Watches started as useful objects, which people used to tell the time or even help them as they travelled between time zones. They played some of the roles that our phones now play. For a house such as Van Cleef & Arpels, it’s now a lot more about the poetry of time or presenting another view on time. For another watchmaking maison, it might be more about technical expertise and the mechanical engineering that goes into the watch as an object of craft and complexity. For us, the mechanics will always come after the story – we do it the other way around. We are thinking about storytelling first and then put the mechanism at the service of it. Watches now have to play a different role – they’re less practical tools and much more art objects. This really is important when it comes to the way that the public looks at mechanical watches.

With its signature padlock-shaped clasp, your Cadenas watch has stood out in the market this year. Why do you think that this design in particular appeals so much again?
It’s a piece that dates back to the art deco period, which was an inspiring time for the maison and the art world in general.
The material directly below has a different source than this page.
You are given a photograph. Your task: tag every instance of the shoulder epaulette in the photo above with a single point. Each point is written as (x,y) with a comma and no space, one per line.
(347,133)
It has aged extremely well because it hasn’t changed – it has just improved. It’s a bold design but also remains discreet.You have to wear it to really understand it. I hope that it will take more of the spotlight this year. There is a love story that’s built around it [it was inspired by the duke and duchess of Windsor] and this year it’s clearly one of the stars of the show for us.

Van Cleef & Arpels is primarily known as a jeweller. How did you go about developing your watch-making expertise?
We started with a partnership and looked for experts who could assist the maison in expressing its vision of time. So the first poetic complications were done with watchmaking experts who brought in the solution. But over the years, our vision of time required new developments, new patterns and innovations. We began to integrate this know-how within the company so that the collaboration between the research and development teams, the design studio, the enamelling team and the watchmakers became more fluid. Now they’re all based in our workshop in Geneva. Since 2022 the development of all of the modules for the poetic complications has been done in-house to enable the story to go a step further.

Is that why investing in education has been a focus?
We spend time and effort talking about these jobs. What does it mean to be a jeweller? What type of career can you have? We educate people about this side of our world. It’s like a pépinière[nursery], a breeding ground for young jewellers. Students are nurtured so that they can move on to take a role in one of our workshops. It’s a necessary effort because these jobs rarely come to mind when a young student is choosing their career path. You can’t just decide that you will go to an enamelling school – you have to find a spot in a workshop and be taught by a qualified enameller. So we have a role to play in creating more opportunities for older generations to share their experiences and convince younger people to join.

Slowly but steadily, interest in craft jobs is increasing. Is that the result of technology fatigue?
The world is always in search of balance. So traditional craftsmanship is serving as an answer to modern technology, to the very short life cycle of objects nowadays. You come to our world and you’re looking at timeless products.